Wellington steak
By VicentaLakin
Watching the TV show, Mr. Michelin's long-distance Wellington steaks, he's been trying to make Wellington steaks for his dear family today at the end of the day, and the hot-fried steak cages are locked in the juices, and there are soothing skins, roasted in ovens, and the steaks are fresh and delicious。
Recipe Recommendations
- filet mignon a
- meringue 1 bunk
- bacon 3 tablets
- mushroom appropriate amount
- purple cabbage appropriate amount
- onion appropriate amount
- Thousand Island dressing appropriate amount
- butter appropriate amount
- eggs one
- salty and fresh
- roast
- several hours
- senior
Steps for Wellington steak

1
Prepare the food
2
Onions of mushrooms cut apart
3
Break it in
4
Dried water divided into mushroom sauce
5
Add steak to salt and black pepper
6
Put the butter in the pot and all four of them will be cooked and colored
7
Purge the bacon
8
Put your steak on the mushroom sauce
9
Put it in the freezer for 20 minutes
10
Put the frozen steak rolls on the yolk and wrap them in the fridge for 20 minutes
11
Take out the frozen steak and cut three knives on the soccer and put egg fluid in the preheat oven for 180 degrees 35 minutes
12
A roasted steak
13
Disk DecorationWellington steak Make Tips
1. I marinated the steak for 1 hour.
2. Other vegetables can be added to the mushroom sauce, but you must stir-fry them until the liquid has evaporated.
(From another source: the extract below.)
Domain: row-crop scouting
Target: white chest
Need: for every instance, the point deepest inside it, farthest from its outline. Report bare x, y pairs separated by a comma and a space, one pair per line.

3. I substituted Thousand Island sauce for the yellow mustard in the steak (my family doesn't eat mustard), and it tasted very good as well.
4. Pan-fry the steak over high heat to seal in the juices.
5. The puff pastry can be replaced with roti paratha (I made the puff pastry myself using Shixin's recipe).
6. The method for making the puff pastry is omitted here.
7. Adjust the temperature according to your specific oven.